Theme
- Altering the threshold values and parameters in rule-based algorithms can have a significant impact on production. Our goal was to improve the performance and efficiency of such algorithms through the automatic optimization of these parameters.
Solution
- We called the image processing program implemented in Halcon from Python so that we could calculate the loss function from the output image. Based on the loss function, Bayesian optimization of the parameters using Optuna was performed, enabling efficient parameter search.
Result
- By automating the search of parameters, we made it possible for the optimal parameters to be found by simply executing the program and waiting.
The performance of many algorithms is highly dependent on the value of their parameters. There are categorical parameters (e.g., selecting between a simple thresholding method and Otsu’s method in the case of binarization) and numerical parameters (e.g., selecting a specific threshold value in the range of 0 to 255 in the case of binarization), and depending on the complexity of the algorithm in question, the number of possible combinations may be innumerable.
In practice, the search of any set of parameters whose number of possible combinations exceeds a 40-digit number for the image processing algorithm implemented by Halcon had to be performed manually. Moreover, users had to alter the parameters, run the algorithm again, and conduct a visual check of the output images to compare the quality of the different images.
Issues with rule-based algorithms
Rule-based algorithms are usually associated with the following three issues.
- The quality of the parameters used in rule-based algorithms needs to be determined by making a visual comparison of the output images.
- Each time the program has finished running after several minutes, the results need to be checked and the program executed again.
- Searching parameters manually is not comprehensive and is highly inefficient.

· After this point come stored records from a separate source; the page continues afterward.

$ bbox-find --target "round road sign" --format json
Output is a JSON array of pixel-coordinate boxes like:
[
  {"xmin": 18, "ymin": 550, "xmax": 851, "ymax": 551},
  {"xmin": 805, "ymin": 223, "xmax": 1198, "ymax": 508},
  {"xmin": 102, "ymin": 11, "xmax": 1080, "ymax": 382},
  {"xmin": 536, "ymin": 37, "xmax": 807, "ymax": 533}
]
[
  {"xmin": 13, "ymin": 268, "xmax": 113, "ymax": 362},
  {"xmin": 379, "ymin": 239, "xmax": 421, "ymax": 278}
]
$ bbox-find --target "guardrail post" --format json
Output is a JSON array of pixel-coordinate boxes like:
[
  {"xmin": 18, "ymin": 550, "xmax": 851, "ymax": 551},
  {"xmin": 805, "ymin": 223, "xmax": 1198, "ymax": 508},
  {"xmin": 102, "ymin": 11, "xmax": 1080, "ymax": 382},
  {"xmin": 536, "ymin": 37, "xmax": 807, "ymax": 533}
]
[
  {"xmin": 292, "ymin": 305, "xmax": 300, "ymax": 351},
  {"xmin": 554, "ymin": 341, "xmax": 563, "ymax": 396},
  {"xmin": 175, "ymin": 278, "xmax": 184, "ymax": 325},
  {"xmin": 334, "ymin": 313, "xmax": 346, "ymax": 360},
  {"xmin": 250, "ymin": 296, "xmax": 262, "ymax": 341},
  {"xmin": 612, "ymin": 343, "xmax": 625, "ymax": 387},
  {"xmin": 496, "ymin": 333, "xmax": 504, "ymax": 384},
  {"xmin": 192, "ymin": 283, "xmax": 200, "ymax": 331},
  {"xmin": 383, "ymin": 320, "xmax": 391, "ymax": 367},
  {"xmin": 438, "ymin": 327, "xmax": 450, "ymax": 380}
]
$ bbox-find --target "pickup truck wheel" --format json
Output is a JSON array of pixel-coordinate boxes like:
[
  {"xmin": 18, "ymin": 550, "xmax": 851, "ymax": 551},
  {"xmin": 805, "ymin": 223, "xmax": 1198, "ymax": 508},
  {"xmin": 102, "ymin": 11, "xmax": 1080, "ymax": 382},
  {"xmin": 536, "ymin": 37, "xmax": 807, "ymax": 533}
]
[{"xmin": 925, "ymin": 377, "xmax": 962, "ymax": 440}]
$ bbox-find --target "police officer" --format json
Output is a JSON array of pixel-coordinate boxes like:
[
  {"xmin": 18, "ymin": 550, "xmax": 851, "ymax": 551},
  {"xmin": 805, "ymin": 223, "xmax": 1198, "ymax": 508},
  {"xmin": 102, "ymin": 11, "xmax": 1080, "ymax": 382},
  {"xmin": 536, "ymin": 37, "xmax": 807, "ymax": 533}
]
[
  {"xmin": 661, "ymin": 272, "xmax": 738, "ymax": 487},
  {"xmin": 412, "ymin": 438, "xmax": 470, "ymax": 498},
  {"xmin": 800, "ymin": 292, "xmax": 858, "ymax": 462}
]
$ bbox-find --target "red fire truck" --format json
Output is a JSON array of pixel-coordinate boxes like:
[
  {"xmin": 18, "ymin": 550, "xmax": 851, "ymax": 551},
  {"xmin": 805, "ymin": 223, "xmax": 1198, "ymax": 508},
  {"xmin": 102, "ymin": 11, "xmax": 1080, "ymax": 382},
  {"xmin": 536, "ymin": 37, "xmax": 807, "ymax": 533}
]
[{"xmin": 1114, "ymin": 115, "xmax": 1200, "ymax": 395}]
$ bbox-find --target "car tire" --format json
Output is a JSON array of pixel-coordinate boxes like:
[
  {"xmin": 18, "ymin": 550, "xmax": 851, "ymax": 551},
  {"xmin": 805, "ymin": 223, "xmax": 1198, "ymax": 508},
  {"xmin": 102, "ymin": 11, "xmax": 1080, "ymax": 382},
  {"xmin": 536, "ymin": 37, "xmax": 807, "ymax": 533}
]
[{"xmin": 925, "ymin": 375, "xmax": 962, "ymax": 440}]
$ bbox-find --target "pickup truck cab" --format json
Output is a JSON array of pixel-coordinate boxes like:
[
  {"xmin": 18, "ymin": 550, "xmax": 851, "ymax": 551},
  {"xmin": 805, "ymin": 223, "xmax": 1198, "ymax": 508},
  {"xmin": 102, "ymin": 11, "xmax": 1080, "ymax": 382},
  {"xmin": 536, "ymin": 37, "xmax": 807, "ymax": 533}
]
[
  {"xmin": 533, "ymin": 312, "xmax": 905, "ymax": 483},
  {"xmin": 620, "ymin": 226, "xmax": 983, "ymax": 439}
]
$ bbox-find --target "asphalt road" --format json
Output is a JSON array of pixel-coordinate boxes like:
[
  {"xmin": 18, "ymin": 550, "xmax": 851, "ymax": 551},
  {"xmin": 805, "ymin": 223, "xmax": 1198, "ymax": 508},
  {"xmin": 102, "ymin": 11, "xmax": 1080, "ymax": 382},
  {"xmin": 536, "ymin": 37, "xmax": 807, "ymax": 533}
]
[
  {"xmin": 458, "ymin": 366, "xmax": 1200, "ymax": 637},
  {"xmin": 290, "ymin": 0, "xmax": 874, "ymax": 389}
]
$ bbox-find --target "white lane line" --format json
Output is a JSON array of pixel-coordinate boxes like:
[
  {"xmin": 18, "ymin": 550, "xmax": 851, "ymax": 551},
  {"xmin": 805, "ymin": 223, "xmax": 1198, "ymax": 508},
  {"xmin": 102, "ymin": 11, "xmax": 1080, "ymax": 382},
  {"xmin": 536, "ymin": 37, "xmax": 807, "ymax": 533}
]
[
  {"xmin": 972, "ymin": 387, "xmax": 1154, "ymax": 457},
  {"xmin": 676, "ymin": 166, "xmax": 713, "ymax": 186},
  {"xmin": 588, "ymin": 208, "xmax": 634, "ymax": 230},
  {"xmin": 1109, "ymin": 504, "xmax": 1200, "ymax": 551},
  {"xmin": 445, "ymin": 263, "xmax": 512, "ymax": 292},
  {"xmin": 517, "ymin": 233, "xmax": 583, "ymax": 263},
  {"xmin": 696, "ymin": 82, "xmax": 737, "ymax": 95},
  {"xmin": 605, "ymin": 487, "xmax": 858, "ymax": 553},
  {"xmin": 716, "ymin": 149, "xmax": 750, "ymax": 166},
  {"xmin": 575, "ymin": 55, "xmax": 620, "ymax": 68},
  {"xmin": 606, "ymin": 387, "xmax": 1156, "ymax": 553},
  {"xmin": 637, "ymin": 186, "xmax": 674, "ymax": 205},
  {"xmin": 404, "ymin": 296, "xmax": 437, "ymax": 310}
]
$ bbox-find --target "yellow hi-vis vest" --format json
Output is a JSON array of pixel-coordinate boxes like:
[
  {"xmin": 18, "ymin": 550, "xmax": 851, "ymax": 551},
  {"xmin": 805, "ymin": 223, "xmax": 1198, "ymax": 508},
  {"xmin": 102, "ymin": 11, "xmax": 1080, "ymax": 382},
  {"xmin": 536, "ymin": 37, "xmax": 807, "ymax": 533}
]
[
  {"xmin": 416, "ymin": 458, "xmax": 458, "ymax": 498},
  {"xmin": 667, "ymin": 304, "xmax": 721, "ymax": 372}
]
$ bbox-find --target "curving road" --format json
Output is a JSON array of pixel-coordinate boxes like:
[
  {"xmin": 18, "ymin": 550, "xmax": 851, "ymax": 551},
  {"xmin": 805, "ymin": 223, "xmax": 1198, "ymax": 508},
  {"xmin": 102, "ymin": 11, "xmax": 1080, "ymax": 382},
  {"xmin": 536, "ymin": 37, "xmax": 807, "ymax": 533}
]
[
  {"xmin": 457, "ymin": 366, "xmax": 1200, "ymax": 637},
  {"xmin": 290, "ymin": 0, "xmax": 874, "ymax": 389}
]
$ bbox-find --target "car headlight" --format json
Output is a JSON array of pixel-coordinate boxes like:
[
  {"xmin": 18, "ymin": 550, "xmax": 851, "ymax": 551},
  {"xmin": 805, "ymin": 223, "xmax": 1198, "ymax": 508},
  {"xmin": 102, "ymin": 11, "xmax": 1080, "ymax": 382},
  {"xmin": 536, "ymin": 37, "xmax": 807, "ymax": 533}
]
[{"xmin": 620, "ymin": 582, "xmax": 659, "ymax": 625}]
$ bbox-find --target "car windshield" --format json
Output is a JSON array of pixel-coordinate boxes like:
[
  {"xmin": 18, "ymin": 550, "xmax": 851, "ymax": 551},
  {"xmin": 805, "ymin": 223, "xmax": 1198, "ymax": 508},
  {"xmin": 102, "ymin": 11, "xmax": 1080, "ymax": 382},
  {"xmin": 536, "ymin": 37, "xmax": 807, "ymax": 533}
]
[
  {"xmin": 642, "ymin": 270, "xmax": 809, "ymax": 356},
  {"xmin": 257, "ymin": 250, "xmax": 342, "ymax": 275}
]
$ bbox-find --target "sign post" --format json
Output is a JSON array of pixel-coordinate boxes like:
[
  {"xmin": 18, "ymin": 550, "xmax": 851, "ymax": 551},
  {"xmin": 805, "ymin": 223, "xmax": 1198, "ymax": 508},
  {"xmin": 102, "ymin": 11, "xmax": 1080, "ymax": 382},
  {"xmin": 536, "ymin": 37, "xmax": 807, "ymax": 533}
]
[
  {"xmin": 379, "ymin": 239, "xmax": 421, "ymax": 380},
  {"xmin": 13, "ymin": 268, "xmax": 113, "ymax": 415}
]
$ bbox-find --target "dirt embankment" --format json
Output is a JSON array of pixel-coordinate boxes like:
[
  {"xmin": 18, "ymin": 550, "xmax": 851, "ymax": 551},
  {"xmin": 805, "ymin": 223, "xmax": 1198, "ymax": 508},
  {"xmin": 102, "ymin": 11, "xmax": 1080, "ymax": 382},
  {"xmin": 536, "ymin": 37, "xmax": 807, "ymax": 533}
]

Find the optimal parameters automatically by our algorithm
We were able to improve the performance of the image processing algorithm by calling the Halcon program with Python, evaluating the algorithm based on the loss function, and optimizing its parameters using Optuna. The image processing program implemented by Halcon is called from Python to calculate the loss function from the output image. The parameters are then optimized using Optuna. As a result, we were able to efficiently search parameters whose number of possible combinations exceeds a 40-digit number and automatically find parameters that yield better output images than before.